Xilophone's only remaining relative was his other grandfather. His other grandfather was crazy. He liked to walk around, holding a big, long stick, and swingng it randomly at things. Sometimes, especially when he was drunk, one of those things ended up being Xilophone. What his grandfather didn't know, was that the stick was actually an ancient Indian ritual staff, with ancient, magical powers.
One night, his grandfather came home, even more drunk than usual. He grabbed the ancient, magical staff, and started swinging it at Xilophone, while mumbling half-formed words. By a freak coincidence, two of the half-formed words that he yelled, were the two most powerful magic words in Indian Magic. They will not be repeated here, because I don't know what they are.
Anyway, when his grandfather yelled the extremely magical words, which are of yet, unknown to the author, he happened to, by another freak coincidence, hit Xilophone in the very middle of the top of his head. Besides giving Xilophone what could have been lasting brain damage, it also turned him into a tiger.
Xilophone's grandfather was, as previously mentioned, quite drunk, and when his grandson turned into a tiger, he did what any respectable drunk would do, which was to pass out. When this happened, Xilophone was left alone in a small hut on the outskirts of a small town, in India, and he was a tiger. A baby tiger.

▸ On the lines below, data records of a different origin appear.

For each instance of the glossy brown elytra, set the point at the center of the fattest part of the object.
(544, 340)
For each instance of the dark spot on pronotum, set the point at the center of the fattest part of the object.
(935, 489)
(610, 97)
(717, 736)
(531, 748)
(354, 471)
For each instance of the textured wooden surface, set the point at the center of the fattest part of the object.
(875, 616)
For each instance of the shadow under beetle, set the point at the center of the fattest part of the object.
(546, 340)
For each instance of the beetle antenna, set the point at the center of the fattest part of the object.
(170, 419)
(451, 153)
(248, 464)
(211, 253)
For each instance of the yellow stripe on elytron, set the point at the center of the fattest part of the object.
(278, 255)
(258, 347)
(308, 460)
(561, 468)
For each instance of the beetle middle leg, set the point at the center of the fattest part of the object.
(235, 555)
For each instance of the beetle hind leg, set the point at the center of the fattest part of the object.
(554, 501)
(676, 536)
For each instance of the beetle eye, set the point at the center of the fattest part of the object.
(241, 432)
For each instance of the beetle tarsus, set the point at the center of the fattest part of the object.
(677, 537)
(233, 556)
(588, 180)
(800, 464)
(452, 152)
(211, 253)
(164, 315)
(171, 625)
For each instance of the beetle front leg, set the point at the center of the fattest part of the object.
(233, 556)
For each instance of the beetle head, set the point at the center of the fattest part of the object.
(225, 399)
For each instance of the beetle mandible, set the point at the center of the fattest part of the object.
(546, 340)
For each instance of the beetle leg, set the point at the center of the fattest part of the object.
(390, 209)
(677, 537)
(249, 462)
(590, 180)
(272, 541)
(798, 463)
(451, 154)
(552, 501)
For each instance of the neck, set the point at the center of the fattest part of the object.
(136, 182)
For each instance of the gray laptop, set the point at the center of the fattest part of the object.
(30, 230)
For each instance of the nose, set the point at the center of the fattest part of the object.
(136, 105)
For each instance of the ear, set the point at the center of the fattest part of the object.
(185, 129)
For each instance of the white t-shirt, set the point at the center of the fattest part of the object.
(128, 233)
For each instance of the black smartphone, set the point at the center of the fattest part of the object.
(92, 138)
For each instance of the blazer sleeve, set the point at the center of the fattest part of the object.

Xilophone was very scared. This was partly because he was now a tiger, and partly because he had just been hit on the head with a staff of ancient magical power. He didn't know this at the time. In fact, at the time, he didn't know much, because his brain hadn't adjusted to being a tiger yet, especially not a baby tiger.
Not knowing what else to do, he ran off into the forest, and started his life as a tiger. He was four years old at the time.

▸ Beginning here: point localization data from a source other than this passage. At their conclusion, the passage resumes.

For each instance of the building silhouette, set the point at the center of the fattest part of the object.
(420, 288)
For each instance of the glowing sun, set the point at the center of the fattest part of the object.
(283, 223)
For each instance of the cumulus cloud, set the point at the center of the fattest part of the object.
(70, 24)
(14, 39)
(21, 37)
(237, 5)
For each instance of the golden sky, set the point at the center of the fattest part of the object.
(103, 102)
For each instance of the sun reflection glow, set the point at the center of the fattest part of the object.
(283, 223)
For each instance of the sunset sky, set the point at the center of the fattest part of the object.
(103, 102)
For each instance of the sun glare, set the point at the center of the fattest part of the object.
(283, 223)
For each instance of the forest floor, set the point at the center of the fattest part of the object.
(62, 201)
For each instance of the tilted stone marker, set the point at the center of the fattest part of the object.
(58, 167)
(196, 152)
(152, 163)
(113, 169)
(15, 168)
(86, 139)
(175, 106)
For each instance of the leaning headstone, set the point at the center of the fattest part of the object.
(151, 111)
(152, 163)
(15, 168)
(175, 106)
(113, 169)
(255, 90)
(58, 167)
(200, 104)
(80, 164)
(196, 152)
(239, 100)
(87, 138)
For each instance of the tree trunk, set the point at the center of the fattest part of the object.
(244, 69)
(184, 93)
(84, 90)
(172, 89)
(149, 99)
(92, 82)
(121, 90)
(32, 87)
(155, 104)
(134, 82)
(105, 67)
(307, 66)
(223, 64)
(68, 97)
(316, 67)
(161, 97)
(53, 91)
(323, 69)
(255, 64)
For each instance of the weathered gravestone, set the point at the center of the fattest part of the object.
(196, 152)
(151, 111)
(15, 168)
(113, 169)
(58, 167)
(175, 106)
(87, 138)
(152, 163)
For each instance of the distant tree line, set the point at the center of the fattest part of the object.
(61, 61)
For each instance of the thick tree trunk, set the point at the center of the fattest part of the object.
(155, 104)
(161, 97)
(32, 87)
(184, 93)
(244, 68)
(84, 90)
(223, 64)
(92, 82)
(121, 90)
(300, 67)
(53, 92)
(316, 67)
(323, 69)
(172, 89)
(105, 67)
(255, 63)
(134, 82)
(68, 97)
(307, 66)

Ten years later, Xilophone was hunting a deer. He was now a full-grown tiger, and very good at hunting. He was padding softly along the think forest floor, crouched low and out of sight. As he inched slowly closer to the deer, he got a strange feeling. He suddenly wondered what he was doing in a forest, hunting a deer. He started to look around him as he walked, instead of ahead of him.

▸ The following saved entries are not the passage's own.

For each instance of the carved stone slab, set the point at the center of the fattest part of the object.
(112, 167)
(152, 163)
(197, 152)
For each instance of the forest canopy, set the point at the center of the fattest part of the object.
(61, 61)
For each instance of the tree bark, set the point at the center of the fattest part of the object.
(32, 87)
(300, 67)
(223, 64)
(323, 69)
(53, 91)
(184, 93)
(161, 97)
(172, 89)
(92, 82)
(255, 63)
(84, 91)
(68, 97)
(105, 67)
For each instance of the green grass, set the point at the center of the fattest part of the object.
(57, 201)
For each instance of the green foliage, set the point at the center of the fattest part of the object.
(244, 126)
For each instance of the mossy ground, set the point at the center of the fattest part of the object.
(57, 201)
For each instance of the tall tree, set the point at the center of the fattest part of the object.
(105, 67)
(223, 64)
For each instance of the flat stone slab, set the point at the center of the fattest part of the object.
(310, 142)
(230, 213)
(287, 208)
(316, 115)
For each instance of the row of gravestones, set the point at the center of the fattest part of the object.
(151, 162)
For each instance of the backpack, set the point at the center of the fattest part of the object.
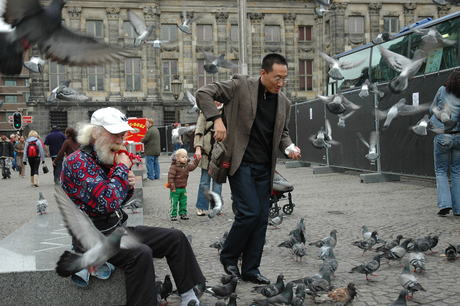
(32, 149)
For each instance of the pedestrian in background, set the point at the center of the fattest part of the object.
(152, 150)
(447, 147)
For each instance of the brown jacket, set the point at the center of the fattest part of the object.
(178, 174)
(245, 90)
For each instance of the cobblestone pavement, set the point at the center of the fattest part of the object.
(326, 201)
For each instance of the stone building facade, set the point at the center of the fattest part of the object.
(140, 85)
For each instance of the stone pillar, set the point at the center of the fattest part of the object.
(409, 9)
(114, 76)
(255, 53)
(374, 19)
(153, 73)
(338, 23)
(289, 23)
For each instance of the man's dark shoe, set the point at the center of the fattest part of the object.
(257, 279)
(231, 270)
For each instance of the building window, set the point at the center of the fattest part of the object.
(306, 75)
(96, 78)
(204, 32)
(272, 33)
(133, 74)
(355, 24)
(168, 32)
(204, 78)
(9, 82)
(59, 118)
(169, 71)
(57, 75)
(11, 99)
(390, 24)
(94, 28)
(129, 30)
(304, 33)
(234, 33)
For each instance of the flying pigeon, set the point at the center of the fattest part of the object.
(192, 100)
(140, 28)
(338, 104)
(42, 204)
(35, 64)
(368, 267)
(409, 281)
(323, 139)
(36, 25)
(400, 109)
(407, 68)
(215, 201)
(185, 27)
(213, 62)
(335, 65)
(444, 115)
(99, 248)
(372, 155)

This was a mistake. He stepped on a trap. The trap wasn't set for a tiger. It was for small animals. It was meant to kill them. It only caught Xilophone's foot. It hurt. Yowling with pain, and forgetting all about the strange feeling that he had had a moment earlier, Xilophone ripped the chain out if the ground, and ran off into the forest, the trap still clamped tightly to his foot.
Late that night, Xilophone was limping through the forest. He was leaving a trail of blood as he walked. Everything was very dim, even to his sharp, tigers eyes. Then, up ahead, he saw a light. Tigers don't like the light. They prefer to stay away from it. But Xilophone was not a tiger, and even though he acted like one, and had been one for the last ten years, there was still a small part of his brain that knew that he was more than just a tiger. And now, when he was in so much pain, that small part of his brain was almost in full control. It saw the light, and it wanted to go towards it. So he did.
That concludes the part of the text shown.